Sir Jackie Stewart's first world championship came in a Matra, run by Tyrrell © LAT

Tyrrell, the team that begat the current all-conquering Mercedes operation, entered F1 with a Matra powered by Ford's DFV rather than the V12 envisaged by its French maker - in the process winning the 1969 drivers' title with Jackie Stewart - then contested the 1970 season with a March before building its own designs. In fact, Tyrrell scored March's first grand prix victory, and arguably the marque's only win on merit...

Renault entered F1 in 1977 with a single car, as did Toleman, the precursor to Benetton, Renault F1 and now Lotus. The original Lotus, too, played the numbers game, entering up to three cars on occasion and one on others. Where does DNA feature in all this?

Indeed, since when was hiving off F1's commercial rights for exploitation (operative term) by a venture fund in F1's so-called DNA? Since Ecclestone found a buyer willing to part with over a billion dollars to acquire its riches, is the answer. These factors are conveniently overlooked as the anti-brigade bangs on about F1's sport's alleged genetics.

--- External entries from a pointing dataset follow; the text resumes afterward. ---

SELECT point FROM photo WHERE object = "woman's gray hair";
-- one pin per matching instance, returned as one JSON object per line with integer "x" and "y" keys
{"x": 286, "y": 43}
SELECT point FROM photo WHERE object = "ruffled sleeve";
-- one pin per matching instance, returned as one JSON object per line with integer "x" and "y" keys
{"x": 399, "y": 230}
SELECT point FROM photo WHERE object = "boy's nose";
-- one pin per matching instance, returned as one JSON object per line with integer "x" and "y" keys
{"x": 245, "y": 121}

All of which begs the question: what exactly is F1's definitive 'DNA' if constructors have not always been part and parcel of F1's make-up? Here's betting not a single team principal could answer that question in words of one syllable, yet most bandy the term about liberally when up against change. Yet, ironically, they overlook that progress is part of F1's DNA.

Vanwall won the very first constructors' championship in 1958 © LAT

Nor is the constructors' championship critical to F1's financial structure, or even crucial to its existence, as the years 1950-58 and a variety of customer teams prove. Indeed, solid arguments could be advanced that the championship jeopardises F1's sporting elements, for teams are understandably more concerned with earnings than outright on-track duels.

In fact, payment by constructor standings is a relatively recent introduction, with teams earlier surviving on a mix of starting and prize monies. During the seventies the purse was distributed via complex formulae of grid positions, fastest laps, mid-race positions and final results, along with mid-season and final championship standings. That, too, is in F1's 'DNA'...

Basing revenue distribution on constructors' championship standings requires a definition of the term, which was refined only after Ecclestone acquired the commercial rights in the late nineties - ahead of selling them to CVC via complex transactions - and introduced a constructors' franchise which eliminated ragtag team owners, and forced newcomers to pay multi-million dollar bonds ahead of entering.

In broad-brush terms a constructor is an entity that owns the intellectual property to a (diminishing) range of components, including monocoque, certain structures and items such as fuel cells and pedal boxes. That said, teams can - and do - outsource design and manufacture of said parts, which, if anything, makes a mockery of the clause in the first place.

By any measure, the essence of being a 'constructor' has varied over the years, and is clearly an impediment to progress, and thus the sport's survival - and, equally, that of various teams. Do 90 per cent of fans ever recall which teams wore the crown over the last decade? Of 15 constructors to win the title since its inception, just three survive to the present day, less than the number (four) currently facing extinction.

Most sports have team championships, yet one that considers itself the most glamorous and progressive of all sticks doggedly to an archaic term and structure, for no reason other than to resist change. Many, such as cricket adopted new formats (One Day International and Twenty20) and rugby's World Cup Sevens, while those that failed to adapt (such as water polo, croquet and wrestling) lost Olympic status a century ago.

Clearly the constructors' championship long ago outlived its original purpose, and should either be dropped or adapted to suit the sport's prevailing needs, just as it was adapted in the nineties when it suited certain parties to close ranks and milk the sport.

A teams' world championship, anyone?